Behind The Mask ~ KALI YUGA

As an explanation for the condition of the world right now, many Buddhists are prone to saying: "Oh well, it’s the Kali Yuga now; what else can you expect?", and with this they comfort themselves and go back to sleep.

"KALI YUGA’ is a Sanskrit term meaning ‘Dark Age’, and signifies a period when Dharma, in the sense of righteousness, declines and all kinds of corruption flourish. Do we see such a state right now? It is a matter of opinion, of course, because while we cannot deny that corruption, terrorism and injustice are rampant now—maybe more than ever before, by reason of our vastly-increased capacity for more-or-less anything—at the same time, in some ways, the world is much better now than it was, and there are many people who live responsibly and caringly; if there were not such people, we would not have organizations like Amnesty International, Greenpeace, or the environmental movement—though these organizations exist and are necessary only because of the situation. The picture is not totally black, as some people appear to think. And who would return to ‘the good old days’, even supposing they could? They were not as good as we like to think they were; time has dulled the memories of the things from those days that were not good, and we tend to look back through rose-colored spectacles.

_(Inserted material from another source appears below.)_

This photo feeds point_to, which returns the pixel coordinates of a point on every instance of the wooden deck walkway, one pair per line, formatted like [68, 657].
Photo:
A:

‘Kali Yuga’ is frequently translated as ‘The Dharma-Ending Age’, so it is necessary to point out the error of this, for the purpose of clarification. We must be careful what we say, lest in repeating things that we do not fully understand, we limit ourselves needlessly. I object to this translation because Dharma, in the sense of Reality—or how things are, which the Buddha perceived and understood beneath the Bodhi-tree, rather than invented or formulated Himself—has no beginning and therefore will not end. What will come to an end and disappear, because it did have a beginning, is Buddha-Dharma, or the Teachings of the Buddha—His attempt to point out what He had found. As time goes by, Buddha-Dharma becomes more and more obscured by interpretation, translation, misunderstanding and superstition. Nor is this surprising, but quite in accordance with what the Buddha said about the universal law of Impermanence: everything changes. So, the corruption and the decline itself, being part of reality, is also Dharma, is it not? This does not mean, however, that we should accept things complacently, and do nothing to try to change things. The Buddha’s Way is one of strenuous effort to overcome the negative things in our lives and to acquire and cultivate the good; it is not a way of saying: "Well, that’s just how things are; I can’t do anything to change it", for it is not true that we can do nothing to change things; in fact, it is just the opposite: that we cannot not change things, because all the time, moment by moment, merely by being alive, we are doing things—consciously or unconsciously—to change things, by adding drop after drop to the ocean of cause-and-effect that is our world. We are involved and responsible, whether we know it or not.

So, Kali Yuga is something that we are all responsible for, we are all creating it; it comes from our minds and appears in the world around us. And if we create it, we can, with a little thought and care, reverse the process—or at least, put the brakes on it somewhat.